1st December 2023
Christopher Nosnibor
The latest offering from Mark Beazley’s Rothko follows 2022’s Let Space Speak EP, and standalone single ‘Summer In October, Winter In July’, which was an uncommonly loud and abrasive work by his usual standards, although, in context, it made sense, as he wrote, ‘Things have been blurred, uncertain, scary…here’s to certainty soon’, adding ‘I got my brain scan results today, they all came back showing nothing untoward. Good news on a personal level after such uncertainty, but close friends of mine have not had such positive news this year. This is for all of us.’
It would be a stretch to say I found solace in those words following the loss of my wife at the beginning of the year, but having found grief to be an extremely isolating experience, even with the support of friends, it helps in some small way to realise that you’re not the only one dealing with extreme personal difficulty. It’s easy to go through life feeling somewhat blasé, shrugging ‘hey, what’s the worst that can happen?’ But when confronted with the stark realisation of ‘the worst’, your mindset changes. And after the worst has happened, what then?
The five compositions on Bury My Heart In The Mountains take their titles from the names of peaks in the Swiss Alps, and capture the brooding beauty of these spectacular summits. Mountains possess a powerful magnetism: simultaneously alluring and foreboding, they can mean so much to so many. It would be misguided of me to even begin to attempt to comprehend or to make assumptions about Beazley’s own relationship with these impressive peaks – I can only know my own relationship with those I have climbed or otherwise stood in awe of, here in the UK, particularly the Lake District, a curious blend of exhilaration and tranquillity, joy and fear. Because the mountains may provide the perfect escape, the ultimate experience of life-affirming freedom, but you can never treat them with too much respect, and while they may in themselves be immutable, they’re prone to rapid change when it comes to conditions, and each mountain has its own character of sorts – and this is something which the six pieces on Bury My Heart In The Mountains conveys in the most nuanced of fashions.
The first track, ‘Monte San Giorgio’ extends beyond eleven minutes in duration and brings together all of the different expressions of terrain and the associated emotions, marking the start of an exploratory adventure that’s contemplative and largely calm, but not without peaks and troughs and moments of mounting drama.

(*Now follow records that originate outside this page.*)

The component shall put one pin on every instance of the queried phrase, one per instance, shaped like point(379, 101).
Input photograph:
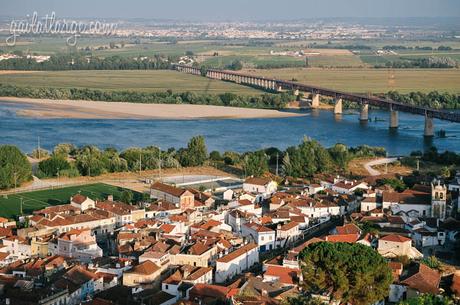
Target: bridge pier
point(364, 115)
point(429, 127)
point(394, 119)
point(315, 101)
point(338, 106)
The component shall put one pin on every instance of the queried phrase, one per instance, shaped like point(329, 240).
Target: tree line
point(82, 61)
point(304, 160)
point(432, 99)
point(67, 160)
point(267, 100)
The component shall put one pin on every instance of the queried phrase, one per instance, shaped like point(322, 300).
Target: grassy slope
point(145, 81)
point(10, 206)
point(374, 80)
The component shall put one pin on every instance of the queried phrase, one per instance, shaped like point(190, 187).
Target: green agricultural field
point(335, 61)
point(253, 61)
point(36, 200)
point(373, 80)
point(136, 80)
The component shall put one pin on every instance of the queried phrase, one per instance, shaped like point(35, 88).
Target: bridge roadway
point(277, 84)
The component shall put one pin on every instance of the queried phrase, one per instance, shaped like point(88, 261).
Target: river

Field sounds create a thick atmosphere at the start of ‘Monte San Salvatore’, with cooing and gurgling, and extraneous sounds, before delicate picked guitar notes drift off into the crisp, clear air, while it’s Beazley’s bass which dominates the grumbling yet expansive ‘Säntis’. A chill wind blows on the arrival of ‘Monte Tamaro’, before drifting into a brittle, cold conglomeration of chimes and drones. The final track, ‘Monte Bre’ is but a brief outro, all of the elements of the preceding compositions compressed into a minute and a half, bringing calm and tension simultaneously. It’s unexpected, sending ripples of disquiet through the stilling waters left in the wake of the slow ebbing of ‘Monte Tamaro’ moments before. One suspects that this brief judder is intentionally placed, and leaves the atmosphere that bit less smooth and soothed than before, a reminder that it doesn’t do to become complacent or too comfortable or settled, because life is full of surprises, and you never know what’s around the corner.